Die Patentinhaberin ist entsprechend ihrer Ankündigung vom 29. Juni 2004 zur mündlichen Verhandlung nicht erschienen.

Sie hat schriftsätzlich beantragt, den Einspruch zurückzuweisen und das Patent im erteilten Umfang aufrechtzuerhalten; sie hat sich aber sachlich zum Einspruch nicht geäußert.

Wegen weiterer Einzelheiten wird auf den Akteninhalt verwiesen.

II.

1. Einspruchsverfahren Die Entscheidungsbefugnis über den zulässigen Einspruch liegt gemäß § 147 Abs 3 PatG bei dem hierfür zuständigen 19. Senat (Technischer Beschwerdesenat) des Bundespatentgerichts.

Dieser hatte - wie in der Entscheidung 19 W (Pat) 701/02 (BPatGE 46, 134 mwN) ausführlich dargelegt ist - aufgrund öffentlicher mündlicher Verhandlung zu entscheiden.

Das Einspruchsverfahren war auch vor dem Bundespatentgericht nach Rücknahme des zulässigen Einspruchs von Amts wegen fortzusetzen (§ 61 Abs 1 Satz 2 PatG).

Gegenstand des Verfahrens ist das erteilte Patent.

2. Patentfähigkeit Das Patent war zu widerrufen, da der Gegenstand des erteilten Patentanspruchs 1 gegenüber dem Stand der Technik nicht auf einer erfinderischen Tätigkeit beruht.

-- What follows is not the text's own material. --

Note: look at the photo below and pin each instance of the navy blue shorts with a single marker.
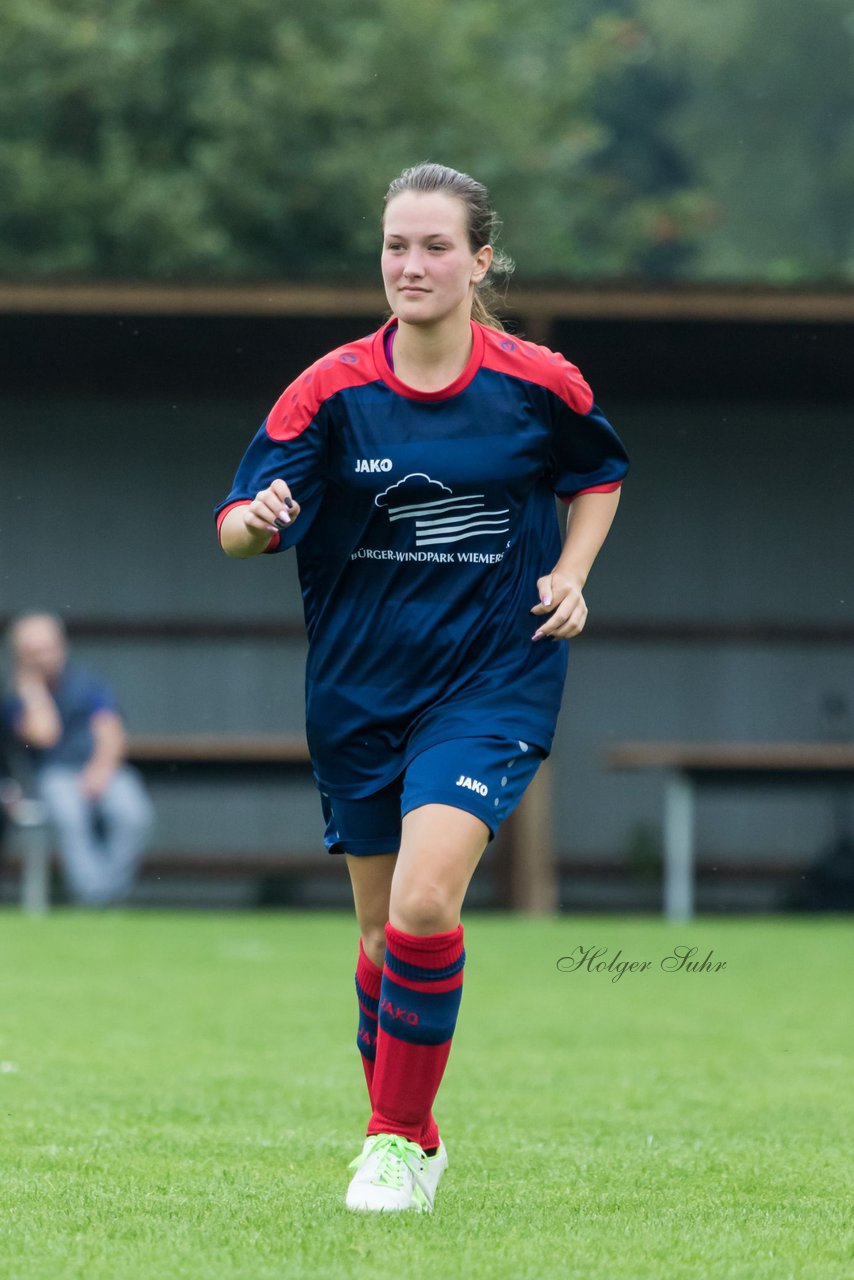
(484, 776)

Aus der DE 198 31 782 A1 ist in Übereinstimmung mit allen Merkmalen gemäß dem Oberbegriff des Patentanspruchs 1 ein Sollbruchelement 1 (Titel) bekannt zur Verbindung eines Bauteils mit einem Sockel (Sp 1 Z 19 bis 13 und Z 26 bis 32), wobei das Sollbruchelement 1 eine nach oben offene Wannenform hat mit zwei Seitenwänden 11a, 11b (Fig 1 und Fig 5 iVm Sp 3 Z 27 bis 30).

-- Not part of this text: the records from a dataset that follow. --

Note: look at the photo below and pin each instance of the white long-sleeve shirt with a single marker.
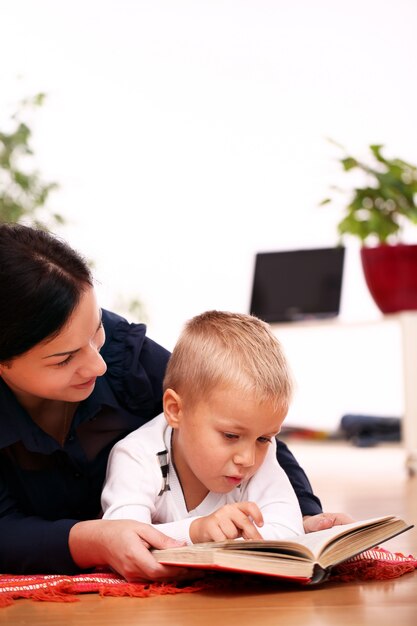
(142, 484)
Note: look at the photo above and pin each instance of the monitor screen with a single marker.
(297, 284)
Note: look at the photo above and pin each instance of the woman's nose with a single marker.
(94, 365)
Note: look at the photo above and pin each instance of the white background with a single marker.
(188, 135)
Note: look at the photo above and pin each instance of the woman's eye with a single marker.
(65, 361)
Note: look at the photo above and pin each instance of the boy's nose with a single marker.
(245, 457)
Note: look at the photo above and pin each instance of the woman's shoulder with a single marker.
(135, 363)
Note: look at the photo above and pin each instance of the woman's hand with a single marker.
(122, 545)
(325, 520)
(229, 522)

Die Seitenwände sind außen glatt und innen durch eine Querwand 5 verbunden (Fig 1, 4 und 5 iVm Sp 3 Z 62 bis Sp 4 Z 8).

Das Sollbruchelement gemäß dem erteilten Anspruch 1 unterscheidet sich demnach vom bekannten dadurch, dass in den Seitenwänden jeweils eine sich über deren gesamte Länge erstreckende Nut ausgebildet ist.

Dieser Unterschied kann jedoch nicht patentbegründend sein.

Ausgehend von dem Sollbruchelement, wie es aus der DE 198 31 782 A1 bekannt ist, stellt sich dem Fachmann - hier einem Elektrotechniker oder Maschinenbautechniker mit Erfahrungen in der Konstruktion und dem Betrieb von Bauelementen der elektrischen Energieversorgung, insbesondere Kabelverteilerschränken u.ä. - in der Praxis von selbst.

Denn er muß einerseits sicherstellen, dass bei allen Belastungsfällen zuerst das Sollbruchelement bricht, ohne dass das Bauteil Schaden nimmt, andererseits sind die Bruchkräfte unbestimmt, wenn das Sollbruchelement an wechselnden Stellen brechen kann.

Zur Lösung der Aufgabe entnimmt der Fachmann schon aus der DE 198 31 782 A1 den Hinweis, die Ränder des Sollbruchelements bzw. dessen Boden so stabil auszubilden, dass in deren Bereich jeweils keine Zerstörung auftreten kann, sondern vorher die Wände abreißen (Sp 2 Z 23 bis 26).

Soweit diese Maßnahme in der Praxis zu einem nicht ausreichend reproduzierbaren Bruchverhalten führt, wird der Fachmann ohne weiteres daran denken, in den Seitenwänden jeweils eine sich über deren gesamte Länge erstreckende Nut vorzusehen, um an diesen Stellen einen definierten Bruch herbeizuführen.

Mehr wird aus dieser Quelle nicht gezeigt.